Weekly: April 4, 2026: SRY gene tests, LLM model collapse, and other links
SRY Gene Tests Not Suitable for Gender Testing
The International Olympic Committee reinstates SRY gene testing, a practice that was abandoned as unsuitable for the purpose. An earlier statement on World Athletics adopting the same standard:
In advance of the 2025 World Athletics Championships in Tokyo, World Athletics (WA) announced that passing a genetic test, specifically for the absence of the SRY gene, is a prerequisite for competing in the women’s category in all athletics World Rankings Competitions as of 1 September 2025 (online supplemental table 1). Athletes who do not pass the test will be considered ‘biological males’ and required to prove that they have complete androgen insensitivity syndrome (CAIS) in order to compete. This requirement recycles an intentionally discontinued practice from the last century. After ending the discredited chromosome (Barr body) tests that had been used since the 1960s, the International Olympic Committee briefly used SRY gene tests from 1992 to 19991 before they were also withdrawn because of inaccuracy, lack of evidence of performance advantage, excessive cost including the cost of counselling, and the trauma and stigmatisation experienced by athletes and their families.
-- Harmful anachronism: World Athletics reinstates gene testing to participate in women’s competitions
LLM Model Collapse
Model Collapse Is Already Happening, We Just Pretend It Isn’t has given me some food for thought. LLMs have a bias for the central tendency (most common elements) of the language they model. When you feed the results into training the next generation of models, the bias is increased in the output of the next model. This article argues that it's already happening.

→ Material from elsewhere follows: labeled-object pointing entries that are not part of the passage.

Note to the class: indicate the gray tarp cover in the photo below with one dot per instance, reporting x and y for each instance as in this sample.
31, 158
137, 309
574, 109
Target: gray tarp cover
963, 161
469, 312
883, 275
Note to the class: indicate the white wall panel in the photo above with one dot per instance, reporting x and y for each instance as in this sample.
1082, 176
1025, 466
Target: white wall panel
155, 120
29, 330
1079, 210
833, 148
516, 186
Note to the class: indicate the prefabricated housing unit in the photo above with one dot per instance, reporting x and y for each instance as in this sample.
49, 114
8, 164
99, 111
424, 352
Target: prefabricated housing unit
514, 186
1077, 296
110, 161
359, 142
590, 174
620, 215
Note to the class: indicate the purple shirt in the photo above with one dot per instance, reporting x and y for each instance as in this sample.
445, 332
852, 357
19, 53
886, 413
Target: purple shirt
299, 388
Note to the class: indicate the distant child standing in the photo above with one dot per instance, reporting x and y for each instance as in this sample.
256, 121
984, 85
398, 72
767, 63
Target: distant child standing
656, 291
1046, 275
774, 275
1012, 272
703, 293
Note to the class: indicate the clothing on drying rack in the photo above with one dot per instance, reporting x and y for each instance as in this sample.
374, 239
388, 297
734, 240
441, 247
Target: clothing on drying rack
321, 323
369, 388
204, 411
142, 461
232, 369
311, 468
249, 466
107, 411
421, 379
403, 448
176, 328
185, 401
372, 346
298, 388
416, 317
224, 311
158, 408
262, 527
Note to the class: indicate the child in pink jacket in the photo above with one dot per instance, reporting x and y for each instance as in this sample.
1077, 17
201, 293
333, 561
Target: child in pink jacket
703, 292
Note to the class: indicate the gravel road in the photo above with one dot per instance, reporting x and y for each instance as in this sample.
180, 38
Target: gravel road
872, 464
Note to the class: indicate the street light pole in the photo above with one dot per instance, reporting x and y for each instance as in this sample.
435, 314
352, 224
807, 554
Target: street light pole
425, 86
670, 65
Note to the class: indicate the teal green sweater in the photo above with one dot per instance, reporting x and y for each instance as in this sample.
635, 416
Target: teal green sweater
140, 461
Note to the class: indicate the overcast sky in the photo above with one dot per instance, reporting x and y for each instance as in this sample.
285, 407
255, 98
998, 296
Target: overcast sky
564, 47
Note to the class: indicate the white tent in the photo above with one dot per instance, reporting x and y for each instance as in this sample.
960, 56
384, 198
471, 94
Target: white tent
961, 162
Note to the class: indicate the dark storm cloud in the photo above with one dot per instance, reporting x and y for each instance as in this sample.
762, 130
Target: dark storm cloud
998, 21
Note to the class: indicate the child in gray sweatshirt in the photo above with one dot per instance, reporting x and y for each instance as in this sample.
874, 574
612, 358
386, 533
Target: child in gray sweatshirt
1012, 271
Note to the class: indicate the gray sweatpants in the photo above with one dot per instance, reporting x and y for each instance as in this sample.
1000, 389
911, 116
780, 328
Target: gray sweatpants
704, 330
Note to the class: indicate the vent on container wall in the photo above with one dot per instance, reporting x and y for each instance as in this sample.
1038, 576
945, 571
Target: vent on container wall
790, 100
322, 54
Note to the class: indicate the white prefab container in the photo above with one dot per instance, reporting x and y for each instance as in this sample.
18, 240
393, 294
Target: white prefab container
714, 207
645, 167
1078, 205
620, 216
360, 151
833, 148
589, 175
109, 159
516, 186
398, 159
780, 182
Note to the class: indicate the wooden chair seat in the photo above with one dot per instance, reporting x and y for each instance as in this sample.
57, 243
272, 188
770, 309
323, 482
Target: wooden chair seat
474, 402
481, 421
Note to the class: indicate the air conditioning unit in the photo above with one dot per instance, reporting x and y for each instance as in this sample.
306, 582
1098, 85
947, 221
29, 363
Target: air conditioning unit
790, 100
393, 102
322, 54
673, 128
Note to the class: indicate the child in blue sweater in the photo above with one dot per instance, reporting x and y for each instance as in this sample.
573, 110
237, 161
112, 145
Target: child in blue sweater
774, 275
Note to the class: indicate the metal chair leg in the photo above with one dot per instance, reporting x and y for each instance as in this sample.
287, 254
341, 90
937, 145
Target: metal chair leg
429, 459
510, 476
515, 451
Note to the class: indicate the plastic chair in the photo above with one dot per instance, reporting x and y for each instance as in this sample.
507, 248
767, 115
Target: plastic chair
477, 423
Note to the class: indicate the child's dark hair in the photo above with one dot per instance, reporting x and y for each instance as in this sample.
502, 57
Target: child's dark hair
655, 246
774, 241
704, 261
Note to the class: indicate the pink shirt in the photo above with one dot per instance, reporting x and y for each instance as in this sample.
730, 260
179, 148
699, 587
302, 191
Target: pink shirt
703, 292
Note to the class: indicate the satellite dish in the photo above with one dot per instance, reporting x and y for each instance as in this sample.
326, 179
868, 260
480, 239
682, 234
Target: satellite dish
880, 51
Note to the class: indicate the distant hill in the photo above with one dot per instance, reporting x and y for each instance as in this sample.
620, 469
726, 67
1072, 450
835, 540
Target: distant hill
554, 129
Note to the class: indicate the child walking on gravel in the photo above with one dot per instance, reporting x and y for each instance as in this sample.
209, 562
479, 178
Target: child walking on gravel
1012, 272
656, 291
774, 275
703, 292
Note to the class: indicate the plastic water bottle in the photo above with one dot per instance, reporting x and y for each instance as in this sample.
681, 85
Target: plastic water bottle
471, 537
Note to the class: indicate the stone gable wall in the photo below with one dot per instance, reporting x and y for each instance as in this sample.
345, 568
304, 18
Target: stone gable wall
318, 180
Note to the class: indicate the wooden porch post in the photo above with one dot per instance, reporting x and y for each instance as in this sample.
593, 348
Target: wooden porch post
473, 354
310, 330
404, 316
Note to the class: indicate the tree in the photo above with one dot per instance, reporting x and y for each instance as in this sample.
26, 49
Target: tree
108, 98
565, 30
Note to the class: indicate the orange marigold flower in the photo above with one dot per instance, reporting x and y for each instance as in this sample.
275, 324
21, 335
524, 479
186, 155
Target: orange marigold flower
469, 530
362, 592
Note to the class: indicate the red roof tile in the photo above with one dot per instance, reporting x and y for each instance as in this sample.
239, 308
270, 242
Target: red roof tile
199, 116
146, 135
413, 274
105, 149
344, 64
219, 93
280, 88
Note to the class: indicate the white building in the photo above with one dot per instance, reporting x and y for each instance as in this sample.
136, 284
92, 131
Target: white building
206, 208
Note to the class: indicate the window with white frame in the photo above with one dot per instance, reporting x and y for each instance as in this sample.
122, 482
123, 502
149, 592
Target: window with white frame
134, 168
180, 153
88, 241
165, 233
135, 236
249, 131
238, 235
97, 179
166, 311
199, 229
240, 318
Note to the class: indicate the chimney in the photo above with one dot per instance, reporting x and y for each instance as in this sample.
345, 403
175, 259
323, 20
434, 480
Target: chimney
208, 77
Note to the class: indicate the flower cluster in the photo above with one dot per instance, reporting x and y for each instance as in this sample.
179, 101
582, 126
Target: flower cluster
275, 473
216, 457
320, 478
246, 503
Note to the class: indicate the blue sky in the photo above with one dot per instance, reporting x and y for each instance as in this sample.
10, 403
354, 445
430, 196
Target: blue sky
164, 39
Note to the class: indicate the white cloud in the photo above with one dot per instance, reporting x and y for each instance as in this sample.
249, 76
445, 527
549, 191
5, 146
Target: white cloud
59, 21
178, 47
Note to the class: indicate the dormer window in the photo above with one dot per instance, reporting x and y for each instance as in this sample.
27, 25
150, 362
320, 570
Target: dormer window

In my work work, we're trying to incrementally upgrade systems with layers and layers of production web-application code. Some of the models we use are no longer maintained. I suspect some of the problems I've experienced with LLM-analysis based on this codebase comes from an inability to recognize this as distinct edge case. Feeding the LLM information from two different languages and frameworks might be poisoning the results.
It also might explain some of the uncanny valley sense we see with LLM-generated writing. The language used by individual humans has a statistical "fingerprint" unique to each writer/speaker. An LLM which delivers the most probable continuation may not have those tell-tale quirks that identify an individual writer's style. Reports that LLM-generated text feels bland and corporate might come from this.